Forcing the citation format means [handbook.pdf p.1] shows up inline in Open WebUI. Not a real link, but having the source on the same line as the claim cuts verification cost.

Smoke Test

curl -s -X POST http://127.0.0.1:8088/v1/chat/completions \
  -H "Content-Type: application/json" \
  -d '{"model":"local-pdf-rag",
       "messages":[{"role":"user",
         "content":"Who founded the Lilting Cat Cafe and when did it open? Cite the source."}],
       "max_tokens":200}'

Response (excerpt):

The Lilting Cat Cafe was founded by chef Hideko Mori and her three rescue cats:
Mochi, Anko, and Daifuku [fictional-cat-cafe-handbook.pdf p.1].
It opened on March 14, 2024 [fictional-cat-cafe-handbook.pdf p.1].

Filename and page number cited as instructed.
416 prompt tokens, 76 generated, ~3 seconds round trip.

Connecting Open WebUI

Docker. pip install open-webui works but pulls a heavy dependency tree and yanks models from Hugging Face on first run, so the container is the path of least resistance.

docker run -d --name open-webui-rag -p 3001:8080 \
  -e OPENAI_API_BASE_URL=http://host.docker.internal:8088/v1 \
  -e OPENAI_API_KEY=dummy \
  -e ENABLE_OLLAMA_API=false \
  -e DEFAULT_USER_ROLE=admin \
  ghcr.io/open-webui/open-webui:main

The env vars worth calling out:

  • OPENAI_API_BASE_URL points at FastAPI’s /v1. Use host.docker.internal, not localhost.
  • OPENAI_API_KEY is unused but Open WebUI insists on something non-empty. Dummy is fine.
  • ENABLE_OLLAMA_API=false turns off the Ollama auto-discovery you don’t need.

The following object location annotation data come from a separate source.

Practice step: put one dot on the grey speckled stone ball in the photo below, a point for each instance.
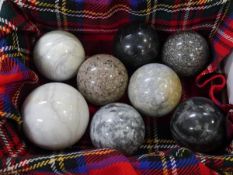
(118, 126)
(154, 89)
(102, 79)
(186, 53)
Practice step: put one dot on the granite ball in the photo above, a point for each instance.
(199, 125)
(117, 126)
(136, 45)
(58, 55)
(154, 89)
(186, 53)
(102, 79)
(55, 116)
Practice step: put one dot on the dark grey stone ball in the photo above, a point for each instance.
(186, 53)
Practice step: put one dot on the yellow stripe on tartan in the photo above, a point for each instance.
(44, 4)
(64, 16)
(145, 11)
(148, 7)
(61, 164)
(219, 19)
(20, 169)
(5, 29)
(164, 163)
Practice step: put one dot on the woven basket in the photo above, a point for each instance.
(95, 23)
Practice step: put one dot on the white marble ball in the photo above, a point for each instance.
(58, 55)
(55, 116)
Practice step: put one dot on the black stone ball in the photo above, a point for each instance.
(199, 125)
(136, 45)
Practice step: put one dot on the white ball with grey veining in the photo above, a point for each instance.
(186, 53)
(58, 55)
(118, 126)
(55, 116)
(154, 89)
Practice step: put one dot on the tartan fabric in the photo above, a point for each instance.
(95, 23)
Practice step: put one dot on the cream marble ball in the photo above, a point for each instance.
(55, 116)
(58, 55)
(154, 89)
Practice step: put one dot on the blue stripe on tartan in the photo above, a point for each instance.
(179, 163)
(81, 165)
(150, 165)
(3, 43)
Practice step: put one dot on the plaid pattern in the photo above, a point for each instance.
(95, 23)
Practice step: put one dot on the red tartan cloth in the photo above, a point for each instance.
(22, 22)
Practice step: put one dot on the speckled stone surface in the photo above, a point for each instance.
(199, 125)
(117, 126)
(186, 53)
(154, 89)
(136, 44)
(102, 79)
(58, 55)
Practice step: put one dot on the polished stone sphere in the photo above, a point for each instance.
(55, 116)
(58, 55)
(199, 125)
(186, 53)
(102, 79)
(118, 126)
(154, 89)
(136, 45)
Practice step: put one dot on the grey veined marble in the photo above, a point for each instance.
(186, 53)
(117, 126)
(154, 89)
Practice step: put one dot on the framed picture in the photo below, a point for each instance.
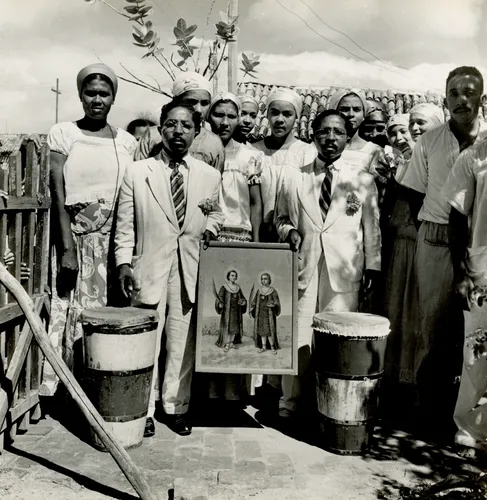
(247, 309)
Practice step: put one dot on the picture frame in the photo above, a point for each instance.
(248, 289)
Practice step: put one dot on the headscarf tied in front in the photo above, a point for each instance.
(190, 80)
(249, 98)
(225, 96)
(97, 69)
(334, 100)
(433, 113)
(286, 95)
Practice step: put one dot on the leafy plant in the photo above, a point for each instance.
(186, 56)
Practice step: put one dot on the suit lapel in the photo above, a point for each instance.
(334, 210)
(193, 197)
(307, 196)
(161, 190)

I tried WEBUI_AUTH=false first, but if there’s already a user in the DB that flag breaks both signup and signin. Reusing the container is easier without that flag — just sign up the first time and the new account gets admin via DEFAULT_USER_ROLE.

Connectivity check

You can verify without opening a browser.

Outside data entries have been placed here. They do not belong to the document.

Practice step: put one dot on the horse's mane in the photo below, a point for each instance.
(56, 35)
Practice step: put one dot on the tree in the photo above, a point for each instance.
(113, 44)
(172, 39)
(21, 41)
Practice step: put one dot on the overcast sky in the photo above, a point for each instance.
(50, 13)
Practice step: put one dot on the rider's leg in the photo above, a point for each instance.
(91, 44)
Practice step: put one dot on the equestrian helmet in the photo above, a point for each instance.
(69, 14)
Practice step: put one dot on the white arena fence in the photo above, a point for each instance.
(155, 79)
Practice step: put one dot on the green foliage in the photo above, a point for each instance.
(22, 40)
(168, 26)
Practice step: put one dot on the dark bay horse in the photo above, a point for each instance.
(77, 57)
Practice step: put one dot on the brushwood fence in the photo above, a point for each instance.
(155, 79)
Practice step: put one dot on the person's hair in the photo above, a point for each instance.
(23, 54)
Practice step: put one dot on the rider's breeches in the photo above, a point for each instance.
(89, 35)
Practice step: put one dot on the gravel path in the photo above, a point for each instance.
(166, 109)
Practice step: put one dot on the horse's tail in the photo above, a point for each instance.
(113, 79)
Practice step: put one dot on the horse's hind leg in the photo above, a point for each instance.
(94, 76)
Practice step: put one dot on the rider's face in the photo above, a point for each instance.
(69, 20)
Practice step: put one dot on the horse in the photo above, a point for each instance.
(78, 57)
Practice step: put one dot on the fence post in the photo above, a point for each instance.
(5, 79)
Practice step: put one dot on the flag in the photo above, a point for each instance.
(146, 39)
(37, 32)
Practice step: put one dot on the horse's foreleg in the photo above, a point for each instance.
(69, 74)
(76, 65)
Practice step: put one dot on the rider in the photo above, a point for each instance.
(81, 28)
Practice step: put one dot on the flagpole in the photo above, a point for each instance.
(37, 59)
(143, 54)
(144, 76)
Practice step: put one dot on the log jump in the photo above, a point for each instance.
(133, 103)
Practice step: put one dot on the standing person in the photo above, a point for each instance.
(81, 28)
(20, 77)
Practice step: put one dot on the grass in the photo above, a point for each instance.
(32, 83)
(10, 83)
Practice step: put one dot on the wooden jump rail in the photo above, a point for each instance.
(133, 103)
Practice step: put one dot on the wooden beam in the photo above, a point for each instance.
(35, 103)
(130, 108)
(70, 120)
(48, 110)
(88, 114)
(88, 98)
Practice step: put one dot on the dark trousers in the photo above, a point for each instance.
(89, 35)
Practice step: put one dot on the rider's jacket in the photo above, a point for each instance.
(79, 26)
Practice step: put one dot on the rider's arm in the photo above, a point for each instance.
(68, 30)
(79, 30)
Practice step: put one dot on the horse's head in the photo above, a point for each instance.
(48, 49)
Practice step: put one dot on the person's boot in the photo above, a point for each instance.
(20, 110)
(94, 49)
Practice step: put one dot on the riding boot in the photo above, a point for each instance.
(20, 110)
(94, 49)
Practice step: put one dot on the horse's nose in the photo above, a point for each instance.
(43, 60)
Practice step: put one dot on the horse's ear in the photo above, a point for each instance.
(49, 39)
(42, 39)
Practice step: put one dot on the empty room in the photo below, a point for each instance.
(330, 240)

TOKEN=$(curl -s -X POST http://127.0.0.1:3001/api/v1/auths/signup \
  -H "Content-Type: application/json" \
  -d '{"name":"admin","email":"admin@local.test","password":"localadmin123","profile_image_url":""}' \
  | python3 -c 'import json,sys; print(json.load(sys.stdin)["token"])')

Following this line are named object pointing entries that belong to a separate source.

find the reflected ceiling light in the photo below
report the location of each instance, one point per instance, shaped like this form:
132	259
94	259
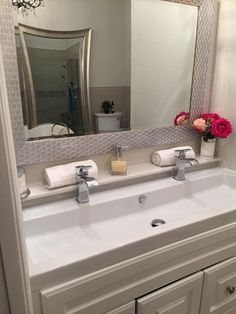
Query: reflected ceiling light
26	5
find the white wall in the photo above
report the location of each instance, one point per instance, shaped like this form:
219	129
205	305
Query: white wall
109	20
167	36
4	309
224	84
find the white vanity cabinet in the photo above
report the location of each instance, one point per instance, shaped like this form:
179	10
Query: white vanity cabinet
181	297
219	288
125	309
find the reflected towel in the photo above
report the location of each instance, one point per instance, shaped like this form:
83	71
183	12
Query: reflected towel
166	157
63	175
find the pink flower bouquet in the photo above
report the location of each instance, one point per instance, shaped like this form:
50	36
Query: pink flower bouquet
211	125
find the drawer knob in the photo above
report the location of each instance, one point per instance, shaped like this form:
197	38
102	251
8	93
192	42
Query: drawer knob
230	289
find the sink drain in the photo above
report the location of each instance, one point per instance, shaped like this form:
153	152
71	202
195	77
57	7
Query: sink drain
157	222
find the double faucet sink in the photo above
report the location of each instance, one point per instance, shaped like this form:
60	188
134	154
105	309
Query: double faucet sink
64	232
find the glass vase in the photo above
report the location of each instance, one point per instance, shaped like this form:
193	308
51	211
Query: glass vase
208	148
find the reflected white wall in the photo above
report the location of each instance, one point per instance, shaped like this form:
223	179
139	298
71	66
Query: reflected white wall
162	56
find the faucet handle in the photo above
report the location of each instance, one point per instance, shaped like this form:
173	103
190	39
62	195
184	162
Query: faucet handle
181	153
82	170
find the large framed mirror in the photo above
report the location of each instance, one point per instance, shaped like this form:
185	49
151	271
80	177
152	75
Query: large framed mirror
129	83
54	81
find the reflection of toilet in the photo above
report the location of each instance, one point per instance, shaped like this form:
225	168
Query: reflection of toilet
107	122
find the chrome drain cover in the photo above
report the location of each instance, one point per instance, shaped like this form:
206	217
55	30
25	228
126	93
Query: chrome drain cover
157	222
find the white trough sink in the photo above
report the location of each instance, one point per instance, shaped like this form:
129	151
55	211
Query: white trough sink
61	233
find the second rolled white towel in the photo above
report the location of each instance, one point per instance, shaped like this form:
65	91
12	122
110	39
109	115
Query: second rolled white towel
63	175
166	157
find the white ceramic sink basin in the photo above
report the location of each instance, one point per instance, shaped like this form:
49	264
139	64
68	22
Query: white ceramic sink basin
63	232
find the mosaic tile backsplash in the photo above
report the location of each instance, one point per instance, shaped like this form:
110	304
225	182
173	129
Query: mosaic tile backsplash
70	148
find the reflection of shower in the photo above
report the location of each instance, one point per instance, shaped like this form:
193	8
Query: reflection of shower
73	116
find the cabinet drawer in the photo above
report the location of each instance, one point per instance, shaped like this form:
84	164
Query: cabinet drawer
219	288
181	297
125	309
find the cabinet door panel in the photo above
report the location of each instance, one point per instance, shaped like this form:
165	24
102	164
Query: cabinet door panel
219	288
181	297
125	309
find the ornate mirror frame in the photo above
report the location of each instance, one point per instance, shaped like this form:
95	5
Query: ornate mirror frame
76	147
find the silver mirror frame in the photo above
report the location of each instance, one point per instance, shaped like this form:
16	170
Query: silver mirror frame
77	147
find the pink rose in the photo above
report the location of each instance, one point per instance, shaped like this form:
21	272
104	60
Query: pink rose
210	116
181	118
221	128
199	125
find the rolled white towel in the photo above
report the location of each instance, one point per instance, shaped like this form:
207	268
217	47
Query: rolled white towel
63	175
166	157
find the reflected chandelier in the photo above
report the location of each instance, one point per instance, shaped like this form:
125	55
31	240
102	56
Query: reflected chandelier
27	5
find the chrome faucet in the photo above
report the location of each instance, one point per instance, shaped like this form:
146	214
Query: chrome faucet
83	184
180	163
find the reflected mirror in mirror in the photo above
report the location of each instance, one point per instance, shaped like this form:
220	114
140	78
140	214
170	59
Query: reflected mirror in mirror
143	87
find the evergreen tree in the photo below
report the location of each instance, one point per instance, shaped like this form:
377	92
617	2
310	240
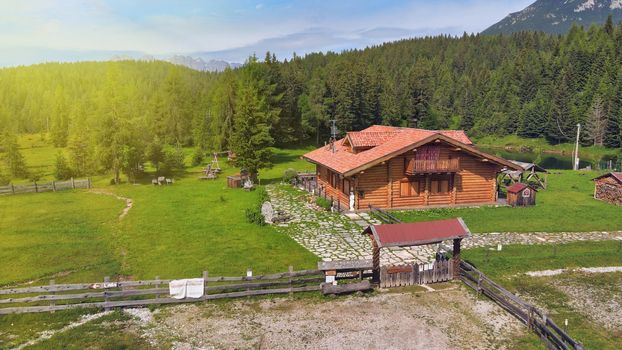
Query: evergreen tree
561	125
155	153
13	157
596	124
251	139
62	171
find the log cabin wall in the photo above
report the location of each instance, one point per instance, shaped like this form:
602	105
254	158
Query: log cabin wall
477	181
372	187
386	185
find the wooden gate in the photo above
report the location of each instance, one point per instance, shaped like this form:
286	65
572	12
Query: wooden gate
413	274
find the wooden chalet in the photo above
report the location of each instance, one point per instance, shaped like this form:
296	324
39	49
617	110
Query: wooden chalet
390	167
608	188
521	195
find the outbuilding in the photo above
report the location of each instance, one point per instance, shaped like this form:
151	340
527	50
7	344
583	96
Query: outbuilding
521	195
412	235
608	188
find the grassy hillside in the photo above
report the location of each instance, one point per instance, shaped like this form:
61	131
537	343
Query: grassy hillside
174	231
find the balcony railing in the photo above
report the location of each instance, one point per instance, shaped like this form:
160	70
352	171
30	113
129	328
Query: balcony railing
416	166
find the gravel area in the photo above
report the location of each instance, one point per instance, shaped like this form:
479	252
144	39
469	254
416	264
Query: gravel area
451	319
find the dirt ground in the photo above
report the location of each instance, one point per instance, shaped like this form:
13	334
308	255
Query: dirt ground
451	319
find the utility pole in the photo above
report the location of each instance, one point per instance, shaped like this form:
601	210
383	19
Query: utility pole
333	135
575	166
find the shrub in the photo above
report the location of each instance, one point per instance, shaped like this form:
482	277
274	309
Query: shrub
173	160
289	175
263	196
254	216
323	203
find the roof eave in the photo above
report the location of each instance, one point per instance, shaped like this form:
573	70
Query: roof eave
438	136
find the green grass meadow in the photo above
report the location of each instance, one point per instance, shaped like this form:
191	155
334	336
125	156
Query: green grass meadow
507	267
171	231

curl -s http://127.0.0.1:3001/api/models \
  -H "Authorization: Bearer $TOKEN"

If local-pdf-rag shows up in the model list, Open WebUI is reading FastAPI’s /v1/models correctly.

End-to-end chat

curl -s -X POST http://127.0.0.1:3001/api/chat/completions \
  -H "Authorization: Bearer $TOKEN" \
  -H "Content-Type: application/json" \
  -d '{"model":"local-pdf-rag","stream":false,
       "messages":[{"role":"user",
         "content":"What is the cafe house rule about Daifuku and the orange chair? Cite source and page."}]}'

Response:

The orange wing-back chair belongs to Daifuku after 3pm
[fictional-cat-cafe-handbook.pdf p.3].

The UI’s question pulls page 3 from Chroma, llama.cpp answers with the citation. Each layer is its own process, so swapping the UI for LM Studio Chat, the model for Ollama, or the search for Qdrant is a one-piece change every time.

Stopping Here Would Just Be Retracing the DEV Article — Add Images

The original article is text-PDF RAG. Stopping here is just running the same recipe on real hardware.
In the earlier write-up I noted “I’d want images in the same Chroma,” so let me actually try it.

The plan:

  • Switch the embedding to clip-ViT-B-32 (text and image land in the same 512-dim space)
  • Put images into the same Chroma collection (distinguish via metadata kind: "image")
  • Image hits go through qwen2.5vl:7b (Ollama) for captioning before being passed to the LLM

llama.cpp’s GGUF chat models can’t take images directly, so a VLM has to sit in between as a text converter.

Multimodal Wiring

flowchart LR
  PDF[PDF] --> Ingest
  IMG[Images<br/>PNG/JPG] --> Ingest
  Ingest -->|CLIP embedding<br/>same text/image space| Chroma[(Chroma)]
  Q[Text query] --> Search
  Chroma --> Search
  Search -->|kind=text| Text[Text chunks]
  Search -->|kind=image| VLM[Qwen2.5-VL<br/>image → description]
  Text --> LLM[Gemma 3 12B]
  VLM --> LLM
  LLM --> Ans[Answer]

Embedding and Chroma stay single-track. Only the image path picks up a VLM stage.

Three Test Images

Generated with PIL.

Floor plan diagram

Hours of operation sign

Daifuku the cat portrait

A floor plan, an hours sign, and a cat portrait.
The PDF deliberately doesn’t say anything about hours, the floor layout, or what Daifuku looks like — those facts only exist in the images. So the answers can be traced back to where they came from.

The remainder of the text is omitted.